WASHINGTON -- With reporting problems in California and Nevada resolved, new jobless claims last week settled at near a six-year low of 305,000, the Labor Department said Thursday.
The figure provides a more accurate sense of the jobs market than the claims figures the previous two weeks, which were distorted because computer upgrade problems in the two states led them to under-report their initial claims for unemployment benefits.
The new read on job losses came as the Commerce Department said the economy expanded at a moderate 2.5% annual rate from April through June. The third and final report on second-quarter growth was unchanged from the previous estimate and below economists' expectations of 2.7% growth.
The closely watched figures on initial claims have been skewed by computer problems in two key states.
Claims surprisingly plunged to 292,000 the week ending Sept. 7, down sharply from the 323,000 level the previous week, the lowest level reported since April 2006. It was the first time that reported claims were below 300,000 since 2007.

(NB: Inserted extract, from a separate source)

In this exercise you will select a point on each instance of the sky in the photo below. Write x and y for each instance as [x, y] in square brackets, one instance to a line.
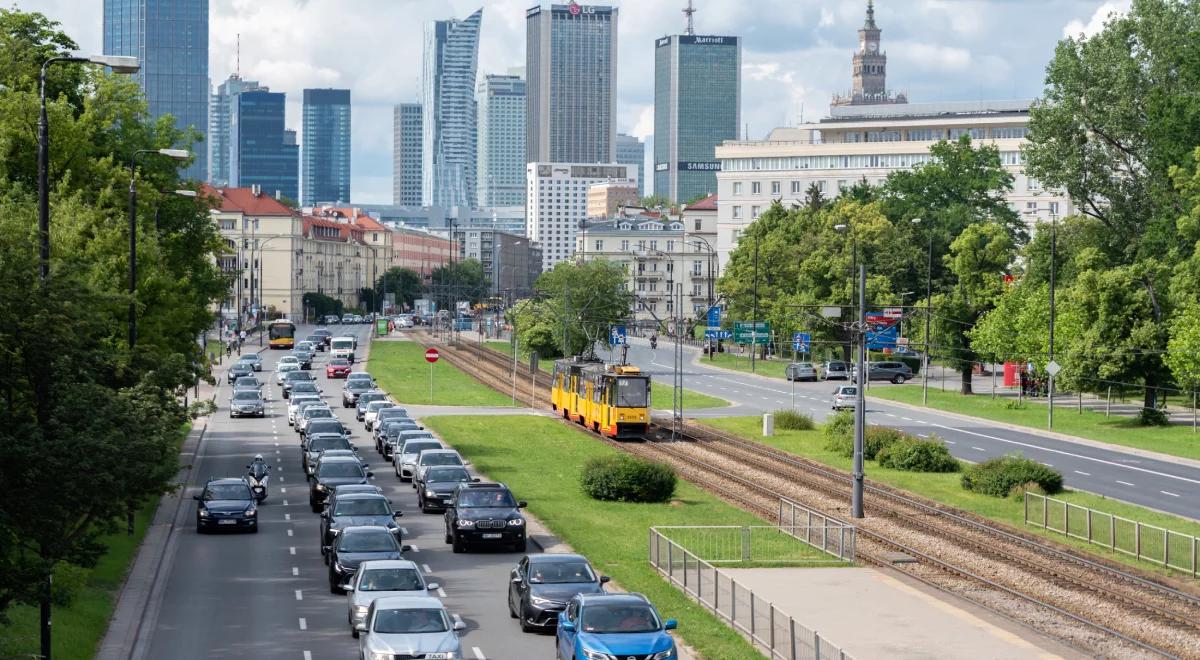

But the number reported for that week was depressed by computer troubles that prevented California and Nevada from processing all their claims.
Claims increased to 310,000 the week ending Sept. 14, but the states still were dealing with the issue.
California's Employment Development Department had a large backlog of first-time claims after problems with the upgrade of its computer system over Labor Day weekend. In addition, benefit checks to about 124,000 people have been delayed.
The Labor Department said Thursday the states had informed them the reporting backlogs had been cleared were resolved and the reporting backlogs cleared. California's payment backlog will not be resolved until Tuesday, according to Marty Morgenstern, the state's secretary of Labor and Workforce Development
In the week that ended Sept. 14, the latest for which state numbers are available, California reported an increase of 22,611 jobless claims and Nevada had 2,504 more claims than the previous week.
The 305,000 claims last week were well below economists' expectations of 330,000. Excluding the skewed figure for the week ending Sept. 7, which was revised up slightly to 294,000, last week's reading was the best since September 2007.
Chris Rupkey, chief financial economist at Bank of Tokyo-Mitsubishi in New York, said the claims number last week appeared to be an accurate read on the jobs market and indicated significant improvement.
"It looks like the labor market kicked it up a notch in September," he said.
A more accurate read will come Oct. 4, when the government releases the jobs report for September. Given last week's jobless claims figures, it's possible that could show a "monster" increase in jobs, Rupkey said.
[For the Record, 12:55 p.m. PDT Sept. 26: An earlier version of this post stated that computer glitches in California's unemployment benefits system had been resolved. According to the Labor Department, state officials said the backlog in reporting first-time claims for unemployment benefits had been cleared. However, many people still have not received unemployment benefit checks because of the computer problems.]